Yani, öğretmen tarafından seçilen sözcüğü okumayı yadsıma, öğrencinin kendi dünyasını çiğniyor olarak algılanan şeyi kabul etmeme kararı veriyor olmasının gerçekleşmesidir.

Sonunda öğretmen ve öğrenciler arasında sınıfsal bir ayrışma ortaya çıkıyor (Freire, 1998a: 183). Bu anlamda eğitimin politik yönü ortaya çıkmaktadır. Freire’nin politik anlamda eğitim problemlerinde üzerinde durduğu nokta ise okul ile kültürel hâkimiyet arasındaki ilişkidir (Giroux, 1979: 267). Yani okulun kültürel çalışmalara bağlanması ve etkisinin ona göre değerlendirilmesi gerektiğini savunur. Bu kültürel çalışmalar eğitimi doğrudan veya dolaylı olarak ilgilendiren her türlü faaliyettir. Böylelikle Freire politik/eğitimsel praksisler üzerinde durarak eğitimin hem teorik hem de pratik yönünü göstermeye çalışır (Apple, 1999: 7)

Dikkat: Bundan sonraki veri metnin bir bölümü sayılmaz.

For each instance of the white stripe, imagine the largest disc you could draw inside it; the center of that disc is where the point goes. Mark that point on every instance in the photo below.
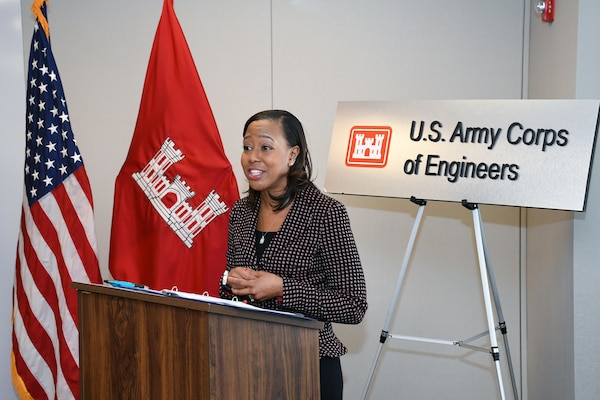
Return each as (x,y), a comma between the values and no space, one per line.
(73,264)
(84,210)
(36,364)
(42,312)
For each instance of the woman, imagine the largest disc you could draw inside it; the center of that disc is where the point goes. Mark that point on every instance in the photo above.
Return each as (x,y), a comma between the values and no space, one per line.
(291,247)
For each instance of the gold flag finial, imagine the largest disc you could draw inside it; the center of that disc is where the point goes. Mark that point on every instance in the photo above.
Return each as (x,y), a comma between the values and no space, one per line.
(36,8)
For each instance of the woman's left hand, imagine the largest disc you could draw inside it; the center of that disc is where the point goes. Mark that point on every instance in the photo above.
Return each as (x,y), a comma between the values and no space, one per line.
(259,285)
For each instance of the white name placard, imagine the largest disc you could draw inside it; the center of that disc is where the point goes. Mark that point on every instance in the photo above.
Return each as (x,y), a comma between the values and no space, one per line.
(526,153)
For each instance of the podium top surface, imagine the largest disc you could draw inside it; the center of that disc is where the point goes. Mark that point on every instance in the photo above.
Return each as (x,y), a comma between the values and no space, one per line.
(201,306)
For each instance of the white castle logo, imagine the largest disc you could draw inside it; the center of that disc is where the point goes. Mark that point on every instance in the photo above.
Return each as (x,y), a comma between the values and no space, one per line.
(170,198)
(369,148)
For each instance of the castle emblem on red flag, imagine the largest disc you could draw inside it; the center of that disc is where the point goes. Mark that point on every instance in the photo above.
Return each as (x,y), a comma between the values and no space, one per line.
(169,199)
(368,146)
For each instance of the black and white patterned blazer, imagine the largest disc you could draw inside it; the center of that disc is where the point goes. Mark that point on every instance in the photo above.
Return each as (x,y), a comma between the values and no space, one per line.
(315,253)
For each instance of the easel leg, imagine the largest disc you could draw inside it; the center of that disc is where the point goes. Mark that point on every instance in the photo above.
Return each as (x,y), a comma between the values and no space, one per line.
(486,293)
(501,321)
(407,255)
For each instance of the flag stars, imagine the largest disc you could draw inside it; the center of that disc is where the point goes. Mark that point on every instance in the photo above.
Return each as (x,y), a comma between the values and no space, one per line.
(76,158)
(51,147)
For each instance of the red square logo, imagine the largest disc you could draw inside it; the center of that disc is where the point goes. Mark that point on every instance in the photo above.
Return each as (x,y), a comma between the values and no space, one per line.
(368,146)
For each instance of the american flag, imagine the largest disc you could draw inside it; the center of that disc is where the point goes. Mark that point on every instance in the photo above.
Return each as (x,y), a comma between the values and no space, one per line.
(57,242)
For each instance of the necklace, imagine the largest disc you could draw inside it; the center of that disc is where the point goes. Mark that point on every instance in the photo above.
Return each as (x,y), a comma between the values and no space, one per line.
(262,238)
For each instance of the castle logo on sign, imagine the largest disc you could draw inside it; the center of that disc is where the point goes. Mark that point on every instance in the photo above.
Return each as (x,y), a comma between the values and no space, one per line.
(368,146)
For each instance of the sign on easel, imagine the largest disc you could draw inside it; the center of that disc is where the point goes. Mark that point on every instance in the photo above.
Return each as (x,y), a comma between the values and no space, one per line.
(525,153)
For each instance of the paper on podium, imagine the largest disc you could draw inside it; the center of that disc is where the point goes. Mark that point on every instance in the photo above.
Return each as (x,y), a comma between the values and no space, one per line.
(225,302)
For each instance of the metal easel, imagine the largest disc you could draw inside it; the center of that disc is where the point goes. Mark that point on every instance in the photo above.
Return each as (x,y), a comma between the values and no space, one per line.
(487,281)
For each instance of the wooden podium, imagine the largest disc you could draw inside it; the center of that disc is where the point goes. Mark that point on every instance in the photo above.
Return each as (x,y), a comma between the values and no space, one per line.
(138,345)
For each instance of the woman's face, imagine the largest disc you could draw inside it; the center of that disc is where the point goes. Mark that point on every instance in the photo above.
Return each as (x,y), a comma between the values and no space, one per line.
(266,157)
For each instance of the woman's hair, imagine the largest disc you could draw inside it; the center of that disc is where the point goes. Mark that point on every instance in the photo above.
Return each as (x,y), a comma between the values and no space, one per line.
(300,174)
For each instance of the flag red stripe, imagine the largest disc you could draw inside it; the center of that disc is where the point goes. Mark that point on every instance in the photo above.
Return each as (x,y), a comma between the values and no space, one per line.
(32,385)
(57,349)
(50,236)
(76,228)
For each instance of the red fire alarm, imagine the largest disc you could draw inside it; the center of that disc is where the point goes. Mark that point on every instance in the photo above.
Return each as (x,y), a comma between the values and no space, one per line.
(546,8)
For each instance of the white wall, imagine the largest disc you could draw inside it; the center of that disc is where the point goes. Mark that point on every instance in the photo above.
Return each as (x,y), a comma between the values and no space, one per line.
(12,136)
(586,276)
(563,274)
(305,56)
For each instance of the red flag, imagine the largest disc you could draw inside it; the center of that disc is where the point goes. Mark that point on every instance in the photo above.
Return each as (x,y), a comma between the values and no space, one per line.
(57,240)
(176,187)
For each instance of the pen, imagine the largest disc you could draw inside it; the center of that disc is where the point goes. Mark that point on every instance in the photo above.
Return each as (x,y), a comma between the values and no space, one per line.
(126,285)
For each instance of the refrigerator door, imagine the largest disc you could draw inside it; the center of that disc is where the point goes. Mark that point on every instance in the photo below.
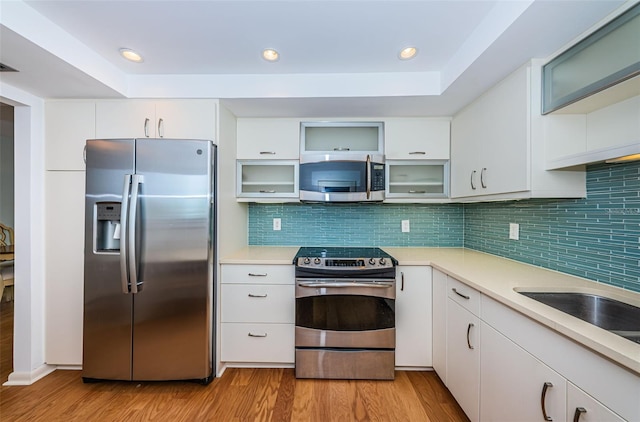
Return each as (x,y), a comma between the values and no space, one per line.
(107,309)
(172,311)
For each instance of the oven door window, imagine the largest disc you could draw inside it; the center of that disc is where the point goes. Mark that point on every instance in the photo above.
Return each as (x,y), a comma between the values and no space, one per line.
(345,313)
(334,176)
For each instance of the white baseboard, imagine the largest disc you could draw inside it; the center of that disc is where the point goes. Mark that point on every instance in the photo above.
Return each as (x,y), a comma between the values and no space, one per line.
(28,378)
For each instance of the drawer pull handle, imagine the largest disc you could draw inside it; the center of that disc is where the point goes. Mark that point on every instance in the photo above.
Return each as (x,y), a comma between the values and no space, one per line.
(468,332)
(543,403)
(460,294)
(161,128)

Freire eleştirel pedagojinin bilinçlenme (conscientizaçao) ile var olabileceğini vurgular. Çünkü bilinçlenmeyi, eleştirel düşünmeye doğru yönelen bir süreç olarak görür.

Bilinçlenme bireyin sosyo-kültürel gerçekliğiyle yaşamını ve gerçekliğinin kapasitesini dönüştürebilmesi, derin bir farkındalığa sahip olarak pasif alıcılar olarak değil, aktif özneler olarak bilme sürecinin içinde olmasıdır. Toplumun yeniden yapılanmasına bilinçli katılım, ulusal yaşamın farklı düzeylerinde ve en farklı kesimlerde gerçekleşir.

Bu zorunlu olarak, ulusun devrimci değişimine ilişkin eleştirel bir anlayışı gerektirir.

Sözü edilen eleştirel anlayış da gerçekte kendisine saygınlık kazandıran katılımcı uygulama ile üretilir (Freire, 1998a: 114).

Freire’nin üzerinde durduğu bir başka unsur adalet kavramıdır. Aslında Freire’in yazılarının kalbi adil bir topluma olan derin bir bağlılıktır; bu adalet kavramı ezilenlerin birlik, özgürlük gibi kavramlarına bağlanır (Rozas, 2007: 562) Bu adalet ekseninde Freire sosyal cinsiyet gerçeklikleri, ırksal problemler ve eşitlik konularında da görüşler ileri sürmüştür (Apple, 2003: 107).

Freire’nin pedagojisi yöntem olarak sorgulama üzerine kuruludur. Ona göre sadece cevap vermek üzere kurulan bir eğitimdeki yanlışlığın, cevapların kendisinde değil ama cevaplarla arasındaki kopuşta olduğu açıktır. Yanlışlık, cevabın onu tetikleyen sorudan bağımsız olarak verilmesinde yatmaktadır. Aynı şekilde, sadece cevaplardan oluşan bir eğitim, eğer cevap sorunun bir parçası olarak kavranmıyorsa yanlış olacaktır.

Sormak ve cevaplamak, meraka giden yapıcı bir yolu temsil eder (Freire, 2000: 24).

Soru(n) temelli bir eğitim yorumu Freire’nin savunduğu ve uygulamaya çalıştığı bir durumdur. Bu durum öz ve yöntem olarak tüm eğitim sürecinde kullanılır. Zaten sessizlik kültüründen sıyrılarak bilinçlenme durumu Freire pedagojisinin nirengi noktasıdır. Bu özelliklere sahip olmayan bir eğitimin özgürleşmesine olanak yoktur. Bu nedenle eğitim bir özgürleşme süreci olmalıdır.